Con la obra de una treintena de artistas estadounidenses envuelta en un tubo, Luis y David llegaron a una Buenos Aires en plena primavera democrática. Para Wojnarowicz, artista sensible a la realidad social y cultural de los entornos que habitaba, la ebullición de quienes, después de la larga noche de la dictadura, salíamos del agujero interior, fue un asidero creativo, lo mismo que la calle, sus afiches, sus publicidades y la parva de billetes circulantes que ya iniciaban en la Argentina su estrepitoso derrotero inflacionario. Así lo demuestran las pinturas de gesto espontáneo y tono corrosivo que realizó sobre carteles callejeros de espectáculos, o la osamenta de fiera realizada en papel (entre mapas y pesos con la cara del general San Martín) con las fauces irónicamente amordazadas por un alambre de púas, que ahora descansa en el centro de la galería.
Para Luis, de estética más plástica, más cercana a la “pintura-pintura” la mirada de David resultó un modo de refrescar la propia. Si, beca en mano, se había ido una década atrás a esa suerte de autoexilio que desde aquí le imponía la moral pacata de una sociedad que no toleraba las diferencias (ninguna, pero menos que menos las sexuales) ahora volvía para ver, de la mano sorprendida de su compañero de viaje, a una Buenos Aires abierta, pujante, esperanzada.

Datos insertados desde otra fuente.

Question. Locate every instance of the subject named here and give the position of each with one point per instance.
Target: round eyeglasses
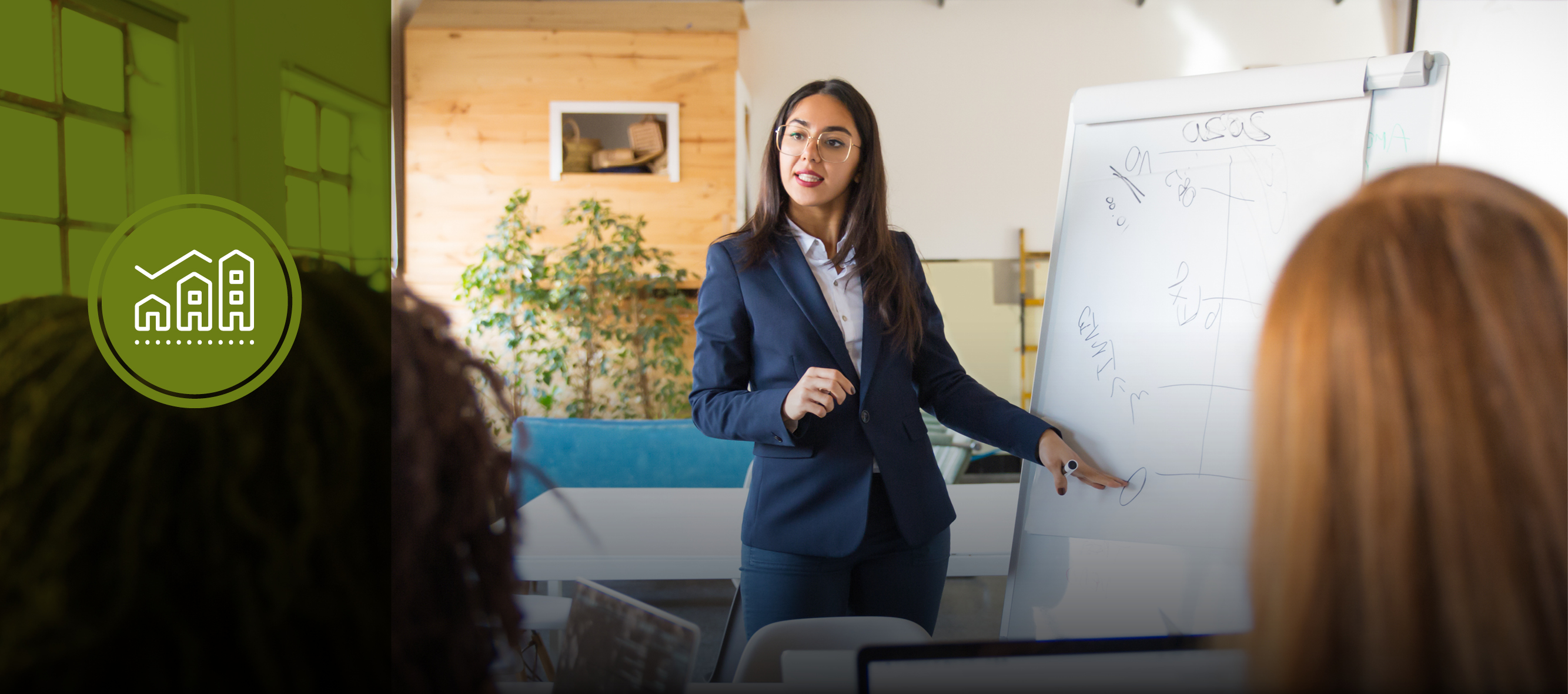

De a poco puede empezar a adivinarse la impronta plástica de Frangella en el trazo de Wojnarowicz, en la oscuridad trasnochadamente viva de sus fondos, sobre la que se despegan los colores brillantes. Y tanto en esa factura rápida, cercana al Street art con que realizaba sus ratas (el animal que se hizo plaga en el imaginario de Frangella) como en la amargura de sus torsos masculinos mutilados, censurados, imposibilitados de cualquier tipo de movimiento (más allá del que depara a nuestros ojos su paleta fluorescente) despacio comienza a percibirse, en la pintura del argentino, un contenido político solapado pero presente, casi una destilación distante, pero hecha carne, piel y acrílico.
Además de las obras que ambos artistas realizaron en su temporada argentina (en la que además de Buenos Aires visitaron las Cataratas, donde se marcaría tanto el final del viaje como el distanciamiento entre ellos) en Cosmocosa pueden verse los cuadernos de apuntes, con lúdicas e íntimas crónicas visuales, los afiches de las muestras realizadas (cada uno expuso de forma individual, Luis en la galería del Retiro, David en el CAyC, además de participar de la colectiva que traían en agenda) los catálogos y reseñas en los diarios.
Paradojas de la contracultura en tiempos del sistema del arte, mientras la galería porteña puja por hacerle un poco más de espacio a un artista fundamental como Frangella, el Museo Withney de Nueva York ofrece, en estos mismos días, una retrospectiva de Wojnarowicz. Sea como sea, el viaje que los artistas realizaron del muelle a las instituciones, tuvo una significativa escala en laArgentina. Y puede verse en Buenos Aires.